Марсианские войны | страница 59
– Как это вы так спокойны, Дея Торис? - сказал я. - Вам, вероятно, очень хочется вернуться к Соле, в вашу повозку.
– Нет, - прошептала она. - Я счастлива здесь. Я сама не понимаю, отчего мне всегда хорошо, когда вы, Джон Картер, находитесь подле меня. Тогда мне кажется, что я в безопасности и что о вами я скоро снова буду при дворе моего отца, почувствую объятия его мощных рук и слезы и поцелуи моей матери на моих щеках.
– Разве барсумцы целуются? - спросил я, когда она произнесла эти слова, как бы отвечая на свою мысль, а не на мои слова.
– Родные, братья, сестры, и - она добавила это слово задумчиво и тихо, - любовники.
– А у вас, Дея Торис, есть родные, и братья, и сестры?
– Да.
– А возлюбленный?
Она молчала, и я не решился повторить вопрос.
– Барсумцы, - произнесла она наконец, - никогда не задают прямых вопросов женщинам, за исключением матери или той, за которую они сражались и которую они добыли в бою.
– Но ведь я сражался… - тут я замолк и пожалел, что мне никто не отрезал при этом язык.
В то самое мгновение, как я умолк, она поднялась со своего места, скинула со своих плеч мои шелка, подала их мне и, не произнося ни слова, удалилась походкой королевы по направлению к своей повозке.

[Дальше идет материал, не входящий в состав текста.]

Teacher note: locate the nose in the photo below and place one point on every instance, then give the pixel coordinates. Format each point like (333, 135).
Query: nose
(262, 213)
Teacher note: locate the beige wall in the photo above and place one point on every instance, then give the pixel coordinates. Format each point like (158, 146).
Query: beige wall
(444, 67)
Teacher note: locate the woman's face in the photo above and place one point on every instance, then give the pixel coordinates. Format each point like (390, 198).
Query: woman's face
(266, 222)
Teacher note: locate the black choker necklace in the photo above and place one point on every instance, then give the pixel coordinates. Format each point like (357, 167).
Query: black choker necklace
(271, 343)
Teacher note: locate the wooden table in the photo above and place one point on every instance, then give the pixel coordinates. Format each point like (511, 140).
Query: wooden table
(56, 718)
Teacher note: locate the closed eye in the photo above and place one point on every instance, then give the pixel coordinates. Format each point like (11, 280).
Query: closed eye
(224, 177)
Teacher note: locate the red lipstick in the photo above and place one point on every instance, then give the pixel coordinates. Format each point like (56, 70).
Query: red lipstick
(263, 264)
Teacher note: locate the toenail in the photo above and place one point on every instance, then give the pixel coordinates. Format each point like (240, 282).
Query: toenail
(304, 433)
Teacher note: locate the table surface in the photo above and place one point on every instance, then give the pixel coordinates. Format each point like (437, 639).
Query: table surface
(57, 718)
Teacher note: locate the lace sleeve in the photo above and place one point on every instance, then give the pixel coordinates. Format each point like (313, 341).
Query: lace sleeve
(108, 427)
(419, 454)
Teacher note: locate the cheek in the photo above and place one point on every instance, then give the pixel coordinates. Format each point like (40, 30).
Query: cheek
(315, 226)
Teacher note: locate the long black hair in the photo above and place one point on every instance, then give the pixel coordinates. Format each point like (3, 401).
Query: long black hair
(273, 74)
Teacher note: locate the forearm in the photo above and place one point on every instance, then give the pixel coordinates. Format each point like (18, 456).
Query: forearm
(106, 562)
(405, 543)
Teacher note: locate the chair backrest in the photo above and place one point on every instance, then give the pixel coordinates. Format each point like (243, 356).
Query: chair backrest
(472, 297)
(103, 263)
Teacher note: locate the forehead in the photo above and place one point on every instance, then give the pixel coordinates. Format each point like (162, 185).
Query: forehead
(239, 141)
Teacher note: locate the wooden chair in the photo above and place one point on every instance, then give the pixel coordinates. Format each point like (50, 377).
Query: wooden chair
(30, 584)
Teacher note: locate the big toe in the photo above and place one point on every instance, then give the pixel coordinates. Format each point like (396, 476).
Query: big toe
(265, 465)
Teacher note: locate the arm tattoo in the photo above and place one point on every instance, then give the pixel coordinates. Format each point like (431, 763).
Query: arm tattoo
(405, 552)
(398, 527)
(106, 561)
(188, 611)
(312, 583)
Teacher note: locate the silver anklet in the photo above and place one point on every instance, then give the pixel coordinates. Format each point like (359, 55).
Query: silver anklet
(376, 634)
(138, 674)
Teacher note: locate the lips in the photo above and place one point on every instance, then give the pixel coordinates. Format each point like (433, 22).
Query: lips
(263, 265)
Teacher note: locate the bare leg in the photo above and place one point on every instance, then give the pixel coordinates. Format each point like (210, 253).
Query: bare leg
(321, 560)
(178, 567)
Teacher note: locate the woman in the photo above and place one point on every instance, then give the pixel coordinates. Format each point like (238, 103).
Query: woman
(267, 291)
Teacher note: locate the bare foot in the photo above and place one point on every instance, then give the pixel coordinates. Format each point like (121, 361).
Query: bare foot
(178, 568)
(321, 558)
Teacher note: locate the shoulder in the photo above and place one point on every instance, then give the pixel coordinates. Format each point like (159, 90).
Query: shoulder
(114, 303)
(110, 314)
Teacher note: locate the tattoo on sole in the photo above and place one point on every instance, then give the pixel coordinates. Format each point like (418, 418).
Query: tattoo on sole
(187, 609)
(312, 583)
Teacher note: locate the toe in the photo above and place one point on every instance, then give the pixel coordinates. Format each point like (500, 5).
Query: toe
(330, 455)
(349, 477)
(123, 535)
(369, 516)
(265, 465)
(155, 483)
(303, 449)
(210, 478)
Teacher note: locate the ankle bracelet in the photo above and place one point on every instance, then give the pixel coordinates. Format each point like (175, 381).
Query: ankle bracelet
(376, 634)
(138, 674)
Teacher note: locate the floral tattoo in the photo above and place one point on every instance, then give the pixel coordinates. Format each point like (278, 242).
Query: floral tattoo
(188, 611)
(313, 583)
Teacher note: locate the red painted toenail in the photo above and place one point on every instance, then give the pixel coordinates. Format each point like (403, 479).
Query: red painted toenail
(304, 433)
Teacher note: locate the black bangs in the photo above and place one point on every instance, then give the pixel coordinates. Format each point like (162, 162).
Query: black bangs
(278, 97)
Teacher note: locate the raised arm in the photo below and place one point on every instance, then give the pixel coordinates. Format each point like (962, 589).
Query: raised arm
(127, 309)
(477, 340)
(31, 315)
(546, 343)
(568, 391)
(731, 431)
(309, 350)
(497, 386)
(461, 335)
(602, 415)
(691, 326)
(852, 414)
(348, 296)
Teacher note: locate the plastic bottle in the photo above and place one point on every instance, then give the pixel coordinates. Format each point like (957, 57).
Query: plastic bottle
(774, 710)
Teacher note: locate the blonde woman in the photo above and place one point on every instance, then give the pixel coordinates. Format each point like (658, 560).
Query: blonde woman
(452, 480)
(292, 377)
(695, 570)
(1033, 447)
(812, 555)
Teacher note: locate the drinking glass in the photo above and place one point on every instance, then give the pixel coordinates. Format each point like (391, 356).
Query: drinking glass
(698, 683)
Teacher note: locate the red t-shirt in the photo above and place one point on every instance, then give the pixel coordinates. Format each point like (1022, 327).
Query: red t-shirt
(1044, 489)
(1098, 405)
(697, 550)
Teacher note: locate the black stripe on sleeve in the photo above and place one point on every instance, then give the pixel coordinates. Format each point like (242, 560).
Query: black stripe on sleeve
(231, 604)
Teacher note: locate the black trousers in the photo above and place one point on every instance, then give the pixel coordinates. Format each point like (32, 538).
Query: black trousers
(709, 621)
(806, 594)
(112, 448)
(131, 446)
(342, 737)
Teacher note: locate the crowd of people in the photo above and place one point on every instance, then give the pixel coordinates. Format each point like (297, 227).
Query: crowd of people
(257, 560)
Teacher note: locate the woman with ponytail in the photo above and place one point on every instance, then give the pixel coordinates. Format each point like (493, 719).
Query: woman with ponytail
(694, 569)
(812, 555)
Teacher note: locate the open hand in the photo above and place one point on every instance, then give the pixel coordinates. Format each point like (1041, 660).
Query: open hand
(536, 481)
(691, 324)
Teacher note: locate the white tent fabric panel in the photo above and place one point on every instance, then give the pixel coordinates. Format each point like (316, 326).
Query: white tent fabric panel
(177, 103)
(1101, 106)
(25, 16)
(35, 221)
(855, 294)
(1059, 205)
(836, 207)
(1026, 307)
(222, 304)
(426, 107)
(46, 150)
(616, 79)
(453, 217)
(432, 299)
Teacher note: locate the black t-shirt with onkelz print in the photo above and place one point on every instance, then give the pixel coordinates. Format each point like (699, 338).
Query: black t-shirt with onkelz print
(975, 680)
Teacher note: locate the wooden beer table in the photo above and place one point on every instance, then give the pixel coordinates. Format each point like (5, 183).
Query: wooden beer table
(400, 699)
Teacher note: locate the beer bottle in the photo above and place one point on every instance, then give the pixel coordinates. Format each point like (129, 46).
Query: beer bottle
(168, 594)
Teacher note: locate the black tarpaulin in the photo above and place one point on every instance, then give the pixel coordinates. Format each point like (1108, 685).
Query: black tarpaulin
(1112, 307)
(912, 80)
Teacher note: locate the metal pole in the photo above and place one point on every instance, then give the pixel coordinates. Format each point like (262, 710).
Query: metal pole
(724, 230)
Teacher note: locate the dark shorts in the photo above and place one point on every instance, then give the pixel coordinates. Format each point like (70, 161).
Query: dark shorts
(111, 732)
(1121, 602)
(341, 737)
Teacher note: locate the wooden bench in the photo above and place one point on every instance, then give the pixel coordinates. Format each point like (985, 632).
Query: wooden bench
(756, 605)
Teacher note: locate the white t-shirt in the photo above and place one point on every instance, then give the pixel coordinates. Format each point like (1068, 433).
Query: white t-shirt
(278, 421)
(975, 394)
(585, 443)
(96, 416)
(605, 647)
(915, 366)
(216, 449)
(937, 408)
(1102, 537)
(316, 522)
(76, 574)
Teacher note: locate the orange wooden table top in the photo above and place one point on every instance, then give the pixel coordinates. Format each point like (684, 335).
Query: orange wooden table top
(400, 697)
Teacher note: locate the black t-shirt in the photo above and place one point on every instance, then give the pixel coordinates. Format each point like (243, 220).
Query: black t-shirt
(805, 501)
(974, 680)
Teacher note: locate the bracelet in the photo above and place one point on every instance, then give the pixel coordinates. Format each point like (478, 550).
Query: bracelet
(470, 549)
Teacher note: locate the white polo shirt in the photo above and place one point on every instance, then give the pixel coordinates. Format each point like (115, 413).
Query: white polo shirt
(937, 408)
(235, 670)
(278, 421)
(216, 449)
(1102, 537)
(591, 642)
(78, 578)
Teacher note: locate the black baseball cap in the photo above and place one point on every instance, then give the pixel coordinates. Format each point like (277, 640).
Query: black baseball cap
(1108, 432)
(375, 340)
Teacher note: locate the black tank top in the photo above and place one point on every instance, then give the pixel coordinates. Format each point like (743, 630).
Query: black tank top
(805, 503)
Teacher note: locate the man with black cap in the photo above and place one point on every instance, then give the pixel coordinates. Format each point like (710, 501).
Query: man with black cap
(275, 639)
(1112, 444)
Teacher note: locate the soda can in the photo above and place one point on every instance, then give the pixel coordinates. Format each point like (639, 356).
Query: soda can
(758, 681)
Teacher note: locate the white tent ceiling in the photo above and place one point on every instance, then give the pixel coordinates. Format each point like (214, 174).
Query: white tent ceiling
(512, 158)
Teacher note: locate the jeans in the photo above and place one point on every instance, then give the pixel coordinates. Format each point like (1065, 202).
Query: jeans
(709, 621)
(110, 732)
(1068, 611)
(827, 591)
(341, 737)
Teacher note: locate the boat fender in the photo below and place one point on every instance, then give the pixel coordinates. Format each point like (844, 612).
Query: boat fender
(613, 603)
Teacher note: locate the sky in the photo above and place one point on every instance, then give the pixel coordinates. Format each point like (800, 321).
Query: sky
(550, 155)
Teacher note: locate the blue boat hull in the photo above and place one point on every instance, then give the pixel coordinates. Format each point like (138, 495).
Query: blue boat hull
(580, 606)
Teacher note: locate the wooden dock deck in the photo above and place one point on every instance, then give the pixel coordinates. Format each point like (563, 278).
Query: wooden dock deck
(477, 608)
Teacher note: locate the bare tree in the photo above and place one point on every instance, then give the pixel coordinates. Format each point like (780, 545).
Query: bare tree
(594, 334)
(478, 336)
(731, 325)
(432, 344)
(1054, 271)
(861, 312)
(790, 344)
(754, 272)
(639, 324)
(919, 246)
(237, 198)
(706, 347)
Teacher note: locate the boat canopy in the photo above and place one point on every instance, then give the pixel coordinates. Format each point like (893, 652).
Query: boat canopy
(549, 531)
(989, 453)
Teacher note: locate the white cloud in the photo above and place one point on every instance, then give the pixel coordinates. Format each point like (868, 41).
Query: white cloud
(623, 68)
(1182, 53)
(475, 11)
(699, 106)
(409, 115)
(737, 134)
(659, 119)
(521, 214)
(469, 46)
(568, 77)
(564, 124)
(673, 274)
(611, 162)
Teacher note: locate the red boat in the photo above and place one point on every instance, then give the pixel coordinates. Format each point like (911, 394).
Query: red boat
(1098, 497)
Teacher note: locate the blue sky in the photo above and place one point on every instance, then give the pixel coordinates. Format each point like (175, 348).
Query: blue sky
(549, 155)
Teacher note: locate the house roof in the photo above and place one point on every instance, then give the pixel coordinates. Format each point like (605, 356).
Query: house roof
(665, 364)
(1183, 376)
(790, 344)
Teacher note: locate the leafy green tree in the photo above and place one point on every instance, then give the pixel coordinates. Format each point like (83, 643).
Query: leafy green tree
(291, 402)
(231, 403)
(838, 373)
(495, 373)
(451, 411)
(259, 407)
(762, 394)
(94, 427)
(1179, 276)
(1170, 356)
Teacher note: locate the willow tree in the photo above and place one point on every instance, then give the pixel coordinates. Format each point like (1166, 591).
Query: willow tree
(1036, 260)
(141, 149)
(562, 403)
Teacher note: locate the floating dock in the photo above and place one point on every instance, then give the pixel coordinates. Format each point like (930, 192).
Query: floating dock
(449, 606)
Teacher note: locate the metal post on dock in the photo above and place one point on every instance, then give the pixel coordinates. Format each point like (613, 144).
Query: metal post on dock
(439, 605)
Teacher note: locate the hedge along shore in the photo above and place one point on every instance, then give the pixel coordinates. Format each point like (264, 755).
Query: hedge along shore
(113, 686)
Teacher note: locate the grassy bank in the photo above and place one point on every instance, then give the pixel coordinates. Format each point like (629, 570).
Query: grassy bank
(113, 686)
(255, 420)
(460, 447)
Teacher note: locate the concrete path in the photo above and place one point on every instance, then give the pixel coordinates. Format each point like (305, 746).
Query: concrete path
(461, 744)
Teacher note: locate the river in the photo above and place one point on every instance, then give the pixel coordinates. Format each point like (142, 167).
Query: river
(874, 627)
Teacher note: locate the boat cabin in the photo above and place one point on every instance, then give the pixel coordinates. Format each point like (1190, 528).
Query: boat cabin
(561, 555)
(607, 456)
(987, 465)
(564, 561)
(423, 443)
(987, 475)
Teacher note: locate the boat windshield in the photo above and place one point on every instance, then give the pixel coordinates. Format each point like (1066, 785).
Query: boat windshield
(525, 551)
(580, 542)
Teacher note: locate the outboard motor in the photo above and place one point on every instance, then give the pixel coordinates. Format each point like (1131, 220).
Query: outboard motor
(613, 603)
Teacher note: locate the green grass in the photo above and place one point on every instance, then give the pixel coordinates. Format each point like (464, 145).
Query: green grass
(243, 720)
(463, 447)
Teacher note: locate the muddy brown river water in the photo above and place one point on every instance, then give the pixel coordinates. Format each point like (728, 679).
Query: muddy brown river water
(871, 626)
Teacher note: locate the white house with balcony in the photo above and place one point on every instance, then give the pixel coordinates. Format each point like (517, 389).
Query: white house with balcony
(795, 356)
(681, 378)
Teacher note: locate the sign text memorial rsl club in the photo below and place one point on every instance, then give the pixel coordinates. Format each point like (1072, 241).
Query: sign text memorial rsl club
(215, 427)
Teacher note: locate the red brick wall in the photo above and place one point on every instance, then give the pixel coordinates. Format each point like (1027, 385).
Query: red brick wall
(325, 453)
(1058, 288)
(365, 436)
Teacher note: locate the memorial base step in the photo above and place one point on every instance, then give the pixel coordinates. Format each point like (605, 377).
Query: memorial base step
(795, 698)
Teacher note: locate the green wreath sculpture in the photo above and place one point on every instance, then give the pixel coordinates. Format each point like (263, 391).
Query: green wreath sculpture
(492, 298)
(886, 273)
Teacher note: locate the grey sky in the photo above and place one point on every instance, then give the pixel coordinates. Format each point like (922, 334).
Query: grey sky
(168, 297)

Я не посмел провожать ее, только глазами следил за нею и убедился, что она невредимой вернулась к себе, потом приказал Вуле сторожить ее и, глубоко огорченный, вернулся в собственную повозку. Несколько часов я мрачно просидел, скрестив ноги на своих шелках, погруженный в думы о том, как зло шутит судьба над бедными смертными.
Так вот она, любовь! Мне удалось избегнуть ее в течение всех тех долгих лет, когда я колесил по всем пяти материкам и окружающим их океанам: Вопреки красоте женщин и благоприятствовавшим мне случайностям, вопреки жившей в моей душе тоске по любви и постоянным поискам этой любви - мне суждено было полюбить, безумно и безнадежно, существо другого мира, с лицом, быть может, несколько схожим, но не одинаковым с моим лицом. Женщину, которая вылупилась из яйца, и чья жизнь длится добрую тысячу наших земных лет, у чьего народа странные привычки и обычаи, женщину, чьи помыслы, чьи удовольствия, понятия о чести, справедливости и несправедливости столь же отличны от моих понятий об этих вещах, как и от понятий зеленых марсиан.
Да, я был безумцем, но я был влюблен, и хотя испытывал величайшие муки, каким я когда-либо в жизни подвергался, я не хотел бы, чтобы это было иное, будь то за все богатство барсумцев. Такова любовь и таковы влюбленные - повсюду, где только знают любовь.